Corrective Measures 

The scope of the guidance also covers the aspects related to the corrective measures to be taken with respect to contravening advertisements. Under the general rule, a party involved in advertising activities related to medical devices could be requested to provide samples of advertising materials used. Upon review of such materials, the authority may request corrective measures to be taken. In particular, should the authority identify non-compliance with the applicable requirements for advertisements for medical devices, it may request a responsible party to: 

  • Stop the advertisement with immediate effect;
  • Take reasonable measures to remove the offending advertisements that have been published / distributed;
  • Publish a corrective advertisement in a manner and containing information as specified by the Authority, which may include, but not limited to the content of the corrective advertisement, the medium where the corrective advertisement is to be published / broadcast; and the duration for which the corrective advertisement is to be published / broadcast. 

Apart from requesting the aforementioned corrective actions to be taken, the authority may impose fines and penalties as set forth under the existing legislation.
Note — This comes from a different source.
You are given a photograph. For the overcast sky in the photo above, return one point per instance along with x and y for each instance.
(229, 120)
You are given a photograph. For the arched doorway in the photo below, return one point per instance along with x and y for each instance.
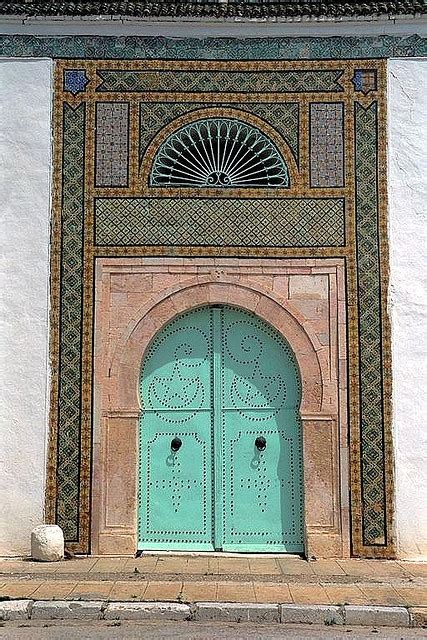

Furthermore, should a party responsible for the device in question fail to fulfill the requests issued by the authority, the latter may take additional enforcement actions and then recover the costs associated thereto. 

 

Corrective Advertisements: Required Content 

According to the guidance, a corrective advertisement will be required in case the initial one provides inaccurate information or claims with respect to the product in question, its functions, and features, as well as the safety and effectiveness when used for the intended purpose specified by the manufacturer, especially in situations when such incorrect information could impact the medical decision-making process and result in incorrect actions taken based on it. 

If the authority finds it necessary to issue a corrective advertisement, it will notify the responsible party and outline the requirements to be taken into consideration in this respect. Such information will be communicated to the parties involved by the virtue of a written notice issued by the authority. 

Under the general rule, corrective advertisements should be published in the same way as the initial ones in order to ensure reaching the same target audience exposed to the initial advertisements. As further explained by the authority, when publishing corrective advertisements, the following structure should be followed:

  1. An expression of regret and apology;
  2. Opening statement (this should clearly indicate that this is a corrective statement issued at the order of the HSA and the product concerned);
  3. Statement on the breach (this should outline how the advertisement was in breach of the Act / Regulations and give a description of the correct facts);
  4. Description of the case (when and where the offending advertisement was placed); and 
  5. Contact information (details of the company contact should readers have any further questions about these matters or about the product). 

In summary, the present HSA guidance highlights certain device-specific principles to be followed with respect to advertisements for class A medical devices or devices subject to restrictions of supply. Apart from this, the document describes in detail corrective measures the authority is entitled to request the responsible party to take in case of advertisements non-complying with the applicable regulatory requirements.